In the second quarter of 2018, we announced changes to our strategy and updates to our financial targets. Management is focused on materially improving returns to shareholders over time and on deploying our balance sheet and other resources to the highest return activities consistent with our client franchise and risk appetite. To achieve these primary objectives we have defined four key strategic imperatives: First, shift the bank to a more stable revenue and earnings profile. Second, execute on clearly defined strategies in our Private & Commercial Bank (PCB) and our Asset Management (AM) businesses. Third, reshape our Corporate & Investment Bank (CIB) towards a model which emphasizes our core strength in transaction banking, capital markets, financing and treasury solutions. And fourth, reduce our costs and commit to an uncompromising cost culture.

Christian Sewing, Chief Executive Officer

Christian Sewing, Chief Executive Officer

“... we are in a strong position to start a new phase for Deutsche Bank. 2018 was all about stability, costs and control mechanisms. 2019 will be about retaining our rigorous discipline while boosting revenues: our goal is controlled growth. That is the only way we’ll achieve the 4 percent post-tax return on tangible equity target we set ourselves for the year.”
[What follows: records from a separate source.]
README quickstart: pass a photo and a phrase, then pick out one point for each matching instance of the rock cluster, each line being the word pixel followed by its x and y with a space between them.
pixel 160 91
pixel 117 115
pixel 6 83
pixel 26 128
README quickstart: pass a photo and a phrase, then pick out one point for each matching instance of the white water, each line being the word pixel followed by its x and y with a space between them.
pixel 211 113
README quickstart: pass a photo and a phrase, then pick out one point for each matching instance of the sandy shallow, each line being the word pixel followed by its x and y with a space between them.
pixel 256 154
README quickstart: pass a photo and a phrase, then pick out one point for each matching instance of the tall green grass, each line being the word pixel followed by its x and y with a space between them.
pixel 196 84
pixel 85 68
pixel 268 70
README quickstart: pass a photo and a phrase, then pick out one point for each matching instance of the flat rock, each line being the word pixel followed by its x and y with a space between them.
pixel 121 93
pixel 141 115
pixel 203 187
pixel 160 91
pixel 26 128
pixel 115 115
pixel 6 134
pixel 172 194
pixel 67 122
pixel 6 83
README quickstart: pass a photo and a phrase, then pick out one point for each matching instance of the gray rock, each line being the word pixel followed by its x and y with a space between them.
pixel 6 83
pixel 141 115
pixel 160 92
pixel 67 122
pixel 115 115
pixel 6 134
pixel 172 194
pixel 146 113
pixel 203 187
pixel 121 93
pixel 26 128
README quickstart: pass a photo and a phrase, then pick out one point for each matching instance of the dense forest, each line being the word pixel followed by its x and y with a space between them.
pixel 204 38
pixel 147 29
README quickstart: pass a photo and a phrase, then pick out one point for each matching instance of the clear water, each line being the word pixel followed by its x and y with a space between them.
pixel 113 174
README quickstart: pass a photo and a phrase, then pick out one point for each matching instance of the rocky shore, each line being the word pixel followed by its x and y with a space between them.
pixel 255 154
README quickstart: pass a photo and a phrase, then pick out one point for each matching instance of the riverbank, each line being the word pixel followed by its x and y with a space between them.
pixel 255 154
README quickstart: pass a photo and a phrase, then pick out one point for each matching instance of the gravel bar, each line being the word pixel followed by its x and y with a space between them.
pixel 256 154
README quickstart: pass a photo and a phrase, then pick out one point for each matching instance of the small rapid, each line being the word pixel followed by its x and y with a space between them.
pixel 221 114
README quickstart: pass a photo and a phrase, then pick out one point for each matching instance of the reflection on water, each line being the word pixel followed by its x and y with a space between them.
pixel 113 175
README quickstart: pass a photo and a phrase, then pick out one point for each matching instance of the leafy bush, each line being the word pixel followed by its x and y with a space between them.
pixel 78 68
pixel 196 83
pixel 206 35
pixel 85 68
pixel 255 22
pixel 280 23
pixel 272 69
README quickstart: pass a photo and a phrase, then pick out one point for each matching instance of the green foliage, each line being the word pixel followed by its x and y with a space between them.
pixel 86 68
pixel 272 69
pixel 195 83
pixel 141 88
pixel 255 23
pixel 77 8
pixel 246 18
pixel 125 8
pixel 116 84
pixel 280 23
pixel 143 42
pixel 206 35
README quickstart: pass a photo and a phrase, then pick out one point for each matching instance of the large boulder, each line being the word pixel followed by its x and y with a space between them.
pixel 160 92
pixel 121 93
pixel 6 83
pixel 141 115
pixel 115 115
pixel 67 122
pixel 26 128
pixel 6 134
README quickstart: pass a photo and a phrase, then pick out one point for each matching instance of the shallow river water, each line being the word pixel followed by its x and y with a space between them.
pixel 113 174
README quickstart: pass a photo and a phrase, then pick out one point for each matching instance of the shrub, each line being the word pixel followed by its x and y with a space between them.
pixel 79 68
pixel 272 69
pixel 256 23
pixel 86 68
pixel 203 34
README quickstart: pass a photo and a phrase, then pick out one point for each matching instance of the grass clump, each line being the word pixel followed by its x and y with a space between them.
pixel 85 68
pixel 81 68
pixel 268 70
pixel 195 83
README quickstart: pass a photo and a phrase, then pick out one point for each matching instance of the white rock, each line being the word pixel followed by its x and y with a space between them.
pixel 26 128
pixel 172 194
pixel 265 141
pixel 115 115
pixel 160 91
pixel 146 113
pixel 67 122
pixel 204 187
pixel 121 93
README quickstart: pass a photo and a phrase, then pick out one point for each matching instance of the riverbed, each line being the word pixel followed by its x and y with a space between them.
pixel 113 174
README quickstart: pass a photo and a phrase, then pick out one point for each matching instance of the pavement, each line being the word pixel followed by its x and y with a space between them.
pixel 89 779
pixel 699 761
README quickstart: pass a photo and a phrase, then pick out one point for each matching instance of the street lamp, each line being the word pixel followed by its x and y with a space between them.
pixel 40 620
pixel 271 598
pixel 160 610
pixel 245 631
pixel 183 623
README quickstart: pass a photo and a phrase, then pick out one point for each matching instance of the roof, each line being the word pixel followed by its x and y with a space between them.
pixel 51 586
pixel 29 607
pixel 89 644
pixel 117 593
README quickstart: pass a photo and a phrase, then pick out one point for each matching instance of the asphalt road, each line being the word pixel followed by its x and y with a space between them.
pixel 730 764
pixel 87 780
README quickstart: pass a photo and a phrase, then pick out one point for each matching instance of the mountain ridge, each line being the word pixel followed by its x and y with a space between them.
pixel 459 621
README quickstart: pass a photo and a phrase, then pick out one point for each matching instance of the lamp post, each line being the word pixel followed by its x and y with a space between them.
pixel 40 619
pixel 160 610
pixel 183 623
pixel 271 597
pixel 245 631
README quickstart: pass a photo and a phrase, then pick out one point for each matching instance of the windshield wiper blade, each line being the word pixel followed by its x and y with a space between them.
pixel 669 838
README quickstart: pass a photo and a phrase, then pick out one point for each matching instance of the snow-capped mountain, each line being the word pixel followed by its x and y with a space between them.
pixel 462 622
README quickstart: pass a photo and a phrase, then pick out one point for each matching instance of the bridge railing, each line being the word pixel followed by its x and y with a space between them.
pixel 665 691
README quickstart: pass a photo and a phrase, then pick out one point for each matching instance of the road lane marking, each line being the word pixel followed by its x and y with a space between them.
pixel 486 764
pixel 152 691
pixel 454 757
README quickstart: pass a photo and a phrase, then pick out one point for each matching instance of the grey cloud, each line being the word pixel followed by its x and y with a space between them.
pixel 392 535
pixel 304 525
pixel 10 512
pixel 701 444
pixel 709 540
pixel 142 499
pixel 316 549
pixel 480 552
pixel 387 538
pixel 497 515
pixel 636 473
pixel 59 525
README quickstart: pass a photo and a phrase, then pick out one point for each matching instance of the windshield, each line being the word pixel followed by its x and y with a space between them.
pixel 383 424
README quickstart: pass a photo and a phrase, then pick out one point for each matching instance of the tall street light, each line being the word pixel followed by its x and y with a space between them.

Christian Sewing (message to the bank’s employees, February 1, 2019)

Our financial targets

Near-term operating targets
‒ Post-tax Return on Average Tangible Equity of greater than 4% in 2019
‒ Adjusted costs of € 21.8 billion in 2019
‒ Full-time equivalent internal employees of below 90,000 by year-end 2019

Long-term operating target
‒ Post-tax Return on Average Tangible Equity of circa 10% in a normalized environment and on the basis of the achievement of our cost targets

Capital targets
‒ CRR/CRD 4 Common Equity Tier 1 capital ratio above 13%
‒ CRR/CRD 4 Leverage Ratio (phase-in) of 4.5 % over time
‒ A competitive dividend payout ratio

Progress on strategy implementation

In 2018, we delivered on our adjusted cost and headcount targets. Our adjusted costs of € 22.8 billion, were below our € 23 billion target. On a full-time equivalent (FTE) basis, we reduced the number of internal employees to 91,737 at year end 2018, compared to our target of below 93,000. Our Common Equity Tier 1 ratio at 13.6 % is above our target, and our leverage ratio on a phased-in basis improved to 4.3% compared to 4.5%, our target over time.